Publicado em 30/05/2025, às 21h22 - Atualizado às 21h46



Em participação no podcast JusNews, a advogada Maria Clara Seixas trouxe à tona as preocupações da Ordem dos Advogados do Brasil – Seção Bahia (OAB-BA) com o avanço da Inteligência Artificial (IA). A entidade, segundo Seixas, está atenta aos impactos da IA não só na advocacia, mas em toda a sociedade, e destaca a necessidade urgente de uma "construção ética dessas ferramentas".

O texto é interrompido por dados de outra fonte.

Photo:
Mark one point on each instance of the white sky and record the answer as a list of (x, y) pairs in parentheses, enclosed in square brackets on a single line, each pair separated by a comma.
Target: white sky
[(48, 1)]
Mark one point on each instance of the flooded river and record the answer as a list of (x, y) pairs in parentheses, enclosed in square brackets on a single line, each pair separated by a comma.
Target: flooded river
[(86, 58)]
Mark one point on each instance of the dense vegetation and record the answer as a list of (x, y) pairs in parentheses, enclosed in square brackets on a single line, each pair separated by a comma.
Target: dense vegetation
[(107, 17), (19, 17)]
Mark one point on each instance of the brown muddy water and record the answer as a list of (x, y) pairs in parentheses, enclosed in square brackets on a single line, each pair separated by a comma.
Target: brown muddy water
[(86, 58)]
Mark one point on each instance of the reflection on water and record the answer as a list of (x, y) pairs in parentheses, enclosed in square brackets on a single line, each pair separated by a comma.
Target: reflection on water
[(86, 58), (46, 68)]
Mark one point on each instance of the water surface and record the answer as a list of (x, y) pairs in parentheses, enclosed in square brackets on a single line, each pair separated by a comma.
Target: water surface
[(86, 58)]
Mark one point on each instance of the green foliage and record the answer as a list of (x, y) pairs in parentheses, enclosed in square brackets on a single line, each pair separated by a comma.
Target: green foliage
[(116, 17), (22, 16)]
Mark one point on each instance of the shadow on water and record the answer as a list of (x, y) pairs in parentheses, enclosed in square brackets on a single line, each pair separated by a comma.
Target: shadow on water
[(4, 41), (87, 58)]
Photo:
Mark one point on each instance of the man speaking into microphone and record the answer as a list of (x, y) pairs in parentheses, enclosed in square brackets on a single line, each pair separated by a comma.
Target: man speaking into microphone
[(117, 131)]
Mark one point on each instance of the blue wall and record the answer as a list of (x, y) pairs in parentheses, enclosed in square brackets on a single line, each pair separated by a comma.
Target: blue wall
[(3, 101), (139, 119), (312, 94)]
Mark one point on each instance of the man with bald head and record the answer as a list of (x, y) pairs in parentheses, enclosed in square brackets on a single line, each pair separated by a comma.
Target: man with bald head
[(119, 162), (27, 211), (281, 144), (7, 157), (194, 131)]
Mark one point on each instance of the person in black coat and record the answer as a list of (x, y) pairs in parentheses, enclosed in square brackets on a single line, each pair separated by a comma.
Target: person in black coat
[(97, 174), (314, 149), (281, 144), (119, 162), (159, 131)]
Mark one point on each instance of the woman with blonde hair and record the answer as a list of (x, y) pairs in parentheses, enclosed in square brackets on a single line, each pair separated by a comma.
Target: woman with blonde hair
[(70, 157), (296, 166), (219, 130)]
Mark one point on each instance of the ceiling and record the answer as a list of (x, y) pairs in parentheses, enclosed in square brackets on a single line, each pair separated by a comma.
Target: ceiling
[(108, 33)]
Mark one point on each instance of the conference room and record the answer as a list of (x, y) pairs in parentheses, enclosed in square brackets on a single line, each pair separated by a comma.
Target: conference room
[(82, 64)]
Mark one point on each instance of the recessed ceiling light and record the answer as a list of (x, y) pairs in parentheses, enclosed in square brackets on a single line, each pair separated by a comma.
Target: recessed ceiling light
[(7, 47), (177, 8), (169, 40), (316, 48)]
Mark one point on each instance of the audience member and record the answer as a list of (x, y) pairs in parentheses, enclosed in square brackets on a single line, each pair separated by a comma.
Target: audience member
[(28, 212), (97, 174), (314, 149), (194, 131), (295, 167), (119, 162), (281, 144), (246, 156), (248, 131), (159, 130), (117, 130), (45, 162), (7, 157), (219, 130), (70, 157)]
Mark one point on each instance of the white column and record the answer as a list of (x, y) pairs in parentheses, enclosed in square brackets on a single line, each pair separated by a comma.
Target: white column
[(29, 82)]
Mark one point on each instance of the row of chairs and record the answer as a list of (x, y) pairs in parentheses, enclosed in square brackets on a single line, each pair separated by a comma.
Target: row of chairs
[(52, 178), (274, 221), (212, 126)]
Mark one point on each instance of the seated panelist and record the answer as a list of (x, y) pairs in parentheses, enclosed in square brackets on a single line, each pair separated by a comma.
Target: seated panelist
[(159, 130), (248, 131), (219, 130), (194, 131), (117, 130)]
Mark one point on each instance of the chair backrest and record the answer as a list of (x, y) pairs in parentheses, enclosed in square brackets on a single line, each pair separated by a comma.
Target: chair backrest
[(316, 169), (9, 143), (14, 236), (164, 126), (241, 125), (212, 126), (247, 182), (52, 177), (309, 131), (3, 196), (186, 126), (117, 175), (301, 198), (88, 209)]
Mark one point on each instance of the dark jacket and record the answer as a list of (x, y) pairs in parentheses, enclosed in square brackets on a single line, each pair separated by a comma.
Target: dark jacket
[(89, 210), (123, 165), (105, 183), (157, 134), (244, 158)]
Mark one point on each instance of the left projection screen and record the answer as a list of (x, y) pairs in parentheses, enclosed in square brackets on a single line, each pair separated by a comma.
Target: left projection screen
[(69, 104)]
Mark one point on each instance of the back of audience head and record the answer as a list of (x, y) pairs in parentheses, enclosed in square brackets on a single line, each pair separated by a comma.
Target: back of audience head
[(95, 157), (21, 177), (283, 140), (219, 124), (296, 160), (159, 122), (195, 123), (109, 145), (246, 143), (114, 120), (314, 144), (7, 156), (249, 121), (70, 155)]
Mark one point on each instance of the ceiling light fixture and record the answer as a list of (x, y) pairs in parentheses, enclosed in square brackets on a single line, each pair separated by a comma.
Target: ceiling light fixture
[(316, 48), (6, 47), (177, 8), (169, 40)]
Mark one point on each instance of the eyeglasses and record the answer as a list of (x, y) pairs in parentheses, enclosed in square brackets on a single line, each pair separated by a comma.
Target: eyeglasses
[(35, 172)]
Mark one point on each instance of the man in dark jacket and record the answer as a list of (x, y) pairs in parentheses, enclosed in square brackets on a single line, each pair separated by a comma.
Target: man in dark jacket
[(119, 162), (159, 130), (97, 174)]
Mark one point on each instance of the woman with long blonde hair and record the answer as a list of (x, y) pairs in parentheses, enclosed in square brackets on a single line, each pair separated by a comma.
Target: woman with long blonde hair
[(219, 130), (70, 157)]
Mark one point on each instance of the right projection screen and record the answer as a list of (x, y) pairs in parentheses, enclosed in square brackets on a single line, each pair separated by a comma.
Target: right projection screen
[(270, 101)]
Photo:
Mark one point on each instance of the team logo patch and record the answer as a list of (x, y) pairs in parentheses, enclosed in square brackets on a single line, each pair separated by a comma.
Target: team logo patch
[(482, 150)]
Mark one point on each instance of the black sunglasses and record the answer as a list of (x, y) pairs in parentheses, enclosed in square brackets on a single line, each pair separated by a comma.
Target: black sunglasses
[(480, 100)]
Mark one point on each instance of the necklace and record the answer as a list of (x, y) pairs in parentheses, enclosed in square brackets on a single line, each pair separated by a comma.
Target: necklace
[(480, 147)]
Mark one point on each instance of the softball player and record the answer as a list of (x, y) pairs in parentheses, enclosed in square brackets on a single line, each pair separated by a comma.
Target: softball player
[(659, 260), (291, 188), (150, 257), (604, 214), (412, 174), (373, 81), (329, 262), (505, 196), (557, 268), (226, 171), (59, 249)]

Um dos principais pontos levantados por Maria Clara Seixas no podcast diz respeito à origem e ao uso dos dados que alimentam e treinam as IAs. Ela questiona: "Temos discussões dos direitos autorais dessas informações que foram colocadas ali, se as informações vieram de doutrinas, de uma legislação que pode ser utilizada, se a fonte era de internet, fontes públicas, fontes privadas, se tem propriedade intelectual ou não…"

No âmbito da OAB-BA, a discussão se aprofunda sobre o uso da IA por advogados e juízes e suas consequências. Maria Clara Seixas levanta o debate sobre as atividades privativas da advocacia e como a tecnologia pode transformar a rotina dos escritórios. Para ela, a chave para lidar com essas mudanças é a "capacitação da advocacia e na educação da advocacia", preparando a classe para os desafios e oportunidades que a IA apresenta no cenário jurídico.